Sene sonunda yeni yıl için hep iyi dilekler iletildi ama galiba en çok astrologlara kulak verildi.

Astrolojinin post-modern dünyanın yeni dini olma işlevinde, mutsuz ve aslında varoluş sıkıntısı çekmekte olan kimi yığınların dayanağı olması, 21. yüzyıl insanının yeni umut arayışları içinde olduğunu gösteriyor. Zira dünya ve hayatlar çılgın bir şekilde kaosun içinde yuvarlanırken mağdur birey çıkış yolu arıyor. Lakin, milyonlarca kilometre uzaklıktaki yerkürelerin salınımlarının veya yer değiştirmelerinin insana ne gibi olumlu – olumsuz etkide bulunabileceğini anlamakta zorluk çekiyor bir başka insan.

Ancak yaşam, çok hakikatli bir kaosun yörüngesinde dönmeye başlamış durumda.

Varoluşun, mutsuzluğun ve mutluğun karşıt birlikteliğinden oluştuğu idrak edilmedikçe kaos ve arayışlar devam edecek, birden çok hakikatli post-modern dönemde.

Spinoza’nın evrensel nedensellik ilkesine göre ‘belirli bir neden olmaksızın hiçbir şey gerçekleşmez ve nedensiz olayların varlığından söz etmek mümkün değildir’.

İnsanın başına gelen her şeyin bir nedeni hatta kök nedeni vardır ve bu da doğanın değişmez kanunudur. Mucize diye bir gerçeklik yoktur, her şeyin bir tetikleyicisi vardır, düşünüre göre.

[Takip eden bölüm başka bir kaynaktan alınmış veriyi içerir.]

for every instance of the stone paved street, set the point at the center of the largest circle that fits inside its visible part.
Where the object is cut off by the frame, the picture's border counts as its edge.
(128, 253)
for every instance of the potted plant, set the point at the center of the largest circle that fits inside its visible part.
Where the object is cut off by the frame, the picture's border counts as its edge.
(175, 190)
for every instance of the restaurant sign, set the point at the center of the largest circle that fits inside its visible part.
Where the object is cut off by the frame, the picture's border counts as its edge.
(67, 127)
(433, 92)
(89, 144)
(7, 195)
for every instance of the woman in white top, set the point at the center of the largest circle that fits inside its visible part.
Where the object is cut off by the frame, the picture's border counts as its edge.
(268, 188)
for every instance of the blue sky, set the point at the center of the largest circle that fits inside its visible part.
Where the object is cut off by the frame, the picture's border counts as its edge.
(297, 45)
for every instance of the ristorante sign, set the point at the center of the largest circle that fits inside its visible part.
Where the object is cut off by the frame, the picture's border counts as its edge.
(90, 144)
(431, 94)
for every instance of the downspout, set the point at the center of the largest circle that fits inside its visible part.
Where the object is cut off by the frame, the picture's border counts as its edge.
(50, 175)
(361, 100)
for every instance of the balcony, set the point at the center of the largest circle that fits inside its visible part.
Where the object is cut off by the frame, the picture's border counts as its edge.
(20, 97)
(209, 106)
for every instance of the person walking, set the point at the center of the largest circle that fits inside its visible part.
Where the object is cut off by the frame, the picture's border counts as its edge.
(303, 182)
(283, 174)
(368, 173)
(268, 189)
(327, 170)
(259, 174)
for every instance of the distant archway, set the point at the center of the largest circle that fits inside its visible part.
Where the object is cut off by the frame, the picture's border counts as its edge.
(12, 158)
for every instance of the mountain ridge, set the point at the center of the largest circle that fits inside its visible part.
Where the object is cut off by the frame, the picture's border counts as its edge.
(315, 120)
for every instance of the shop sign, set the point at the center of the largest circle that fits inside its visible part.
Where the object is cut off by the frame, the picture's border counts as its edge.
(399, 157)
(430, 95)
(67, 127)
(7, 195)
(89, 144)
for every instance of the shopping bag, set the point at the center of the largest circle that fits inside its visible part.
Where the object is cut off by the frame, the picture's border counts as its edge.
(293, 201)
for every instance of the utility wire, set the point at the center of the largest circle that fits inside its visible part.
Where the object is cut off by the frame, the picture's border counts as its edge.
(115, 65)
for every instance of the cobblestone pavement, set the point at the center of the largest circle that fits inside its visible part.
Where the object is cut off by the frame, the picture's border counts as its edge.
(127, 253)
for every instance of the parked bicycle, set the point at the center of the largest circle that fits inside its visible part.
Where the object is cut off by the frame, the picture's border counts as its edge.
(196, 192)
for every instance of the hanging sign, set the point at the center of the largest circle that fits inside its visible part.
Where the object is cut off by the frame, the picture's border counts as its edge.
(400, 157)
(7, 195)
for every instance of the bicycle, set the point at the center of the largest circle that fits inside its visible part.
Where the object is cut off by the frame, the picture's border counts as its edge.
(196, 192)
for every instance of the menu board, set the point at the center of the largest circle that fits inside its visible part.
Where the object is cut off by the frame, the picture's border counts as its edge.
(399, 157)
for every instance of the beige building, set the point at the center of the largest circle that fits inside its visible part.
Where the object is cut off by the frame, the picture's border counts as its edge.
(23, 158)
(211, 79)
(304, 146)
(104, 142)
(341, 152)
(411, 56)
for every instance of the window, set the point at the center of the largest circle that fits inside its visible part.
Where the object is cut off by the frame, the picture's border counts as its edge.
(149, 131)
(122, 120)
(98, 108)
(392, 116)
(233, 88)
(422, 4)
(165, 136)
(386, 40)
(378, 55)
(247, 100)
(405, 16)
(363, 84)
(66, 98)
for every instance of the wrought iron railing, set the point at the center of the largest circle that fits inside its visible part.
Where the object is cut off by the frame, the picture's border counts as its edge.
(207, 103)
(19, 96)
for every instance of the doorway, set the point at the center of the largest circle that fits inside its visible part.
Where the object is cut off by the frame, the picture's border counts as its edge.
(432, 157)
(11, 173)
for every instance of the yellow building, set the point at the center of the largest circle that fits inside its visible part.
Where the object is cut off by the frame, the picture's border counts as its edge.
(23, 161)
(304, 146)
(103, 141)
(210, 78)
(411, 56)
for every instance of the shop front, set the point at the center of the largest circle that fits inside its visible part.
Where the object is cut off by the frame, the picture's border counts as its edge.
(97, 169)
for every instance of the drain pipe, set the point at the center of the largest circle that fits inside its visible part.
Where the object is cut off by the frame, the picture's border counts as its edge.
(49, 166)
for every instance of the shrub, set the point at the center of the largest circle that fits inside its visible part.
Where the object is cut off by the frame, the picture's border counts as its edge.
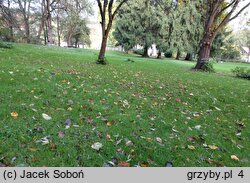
(242, 72)
(5, 45)
(139, 51)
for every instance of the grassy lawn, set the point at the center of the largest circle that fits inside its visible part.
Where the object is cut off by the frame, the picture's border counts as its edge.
(146, 112)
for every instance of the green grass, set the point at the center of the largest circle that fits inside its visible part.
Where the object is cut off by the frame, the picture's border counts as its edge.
(142, 100)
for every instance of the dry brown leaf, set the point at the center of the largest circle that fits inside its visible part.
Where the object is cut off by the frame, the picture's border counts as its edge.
(213, 147)
(124, 164)
(235, 158)
(14, 115)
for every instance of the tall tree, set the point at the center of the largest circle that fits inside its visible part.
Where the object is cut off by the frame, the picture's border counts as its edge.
(108, 11)
(25, 8)
(214, 24)
(144, 29)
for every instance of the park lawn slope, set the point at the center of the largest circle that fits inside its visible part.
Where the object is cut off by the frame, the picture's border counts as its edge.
(144, 111)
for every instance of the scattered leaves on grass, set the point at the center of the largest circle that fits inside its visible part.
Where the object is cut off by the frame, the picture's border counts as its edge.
(235, 158)
(14, 115)
(158, 139)
(218, 109)
(129, 143)
(46, 117)
(169, 164)
(191, 147)
(198, 127)
(97, 146)
(44, 141)
(109, 124)
(217, 163)
(124, 164)
(61, 134)
(213, 147)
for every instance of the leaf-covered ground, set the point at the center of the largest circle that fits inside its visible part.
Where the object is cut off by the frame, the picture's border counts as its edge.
(58, 108)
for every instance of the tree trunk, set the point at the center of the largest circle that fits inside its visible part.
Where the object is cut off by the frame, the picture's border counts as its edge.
(27, 31)
(159, 55)
(204, 52)
(178, 55)
(189, 57)
(49, 22)
(145, 53)
(58, 29)
(101, 58)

Nedensellik anlaşıldığı gün başa gelen olumsuzluklar olgunluk ve soğukkanlılıkla karşılanacak ve kök nedeni araştırılarak yol haritası daha sağlıklı çizilebilecek.

2024, elbette geçtiğimiz yıl olduğu gibi hem bireysel hem toplumsal alanda insanı mutsuzluğa sokacak gelişmeleri da içerecek ama bakış açısının bu yönde bir evirilmeye gitmesi durumda, doğanın renkleri bile daha canlı gelecek gözlere muhtemelen.

***

Yeni yılın dünyada neleri değiştireceğini, neleri yaratacağını veya yok edeceğini öngörmek pek kolay değil kaotik düzende. Ancak sokaktaki insanın kontrolünün dışındaki gelişmelerin onun hayatını her zamanki gibi etkileyeceği aşikâr.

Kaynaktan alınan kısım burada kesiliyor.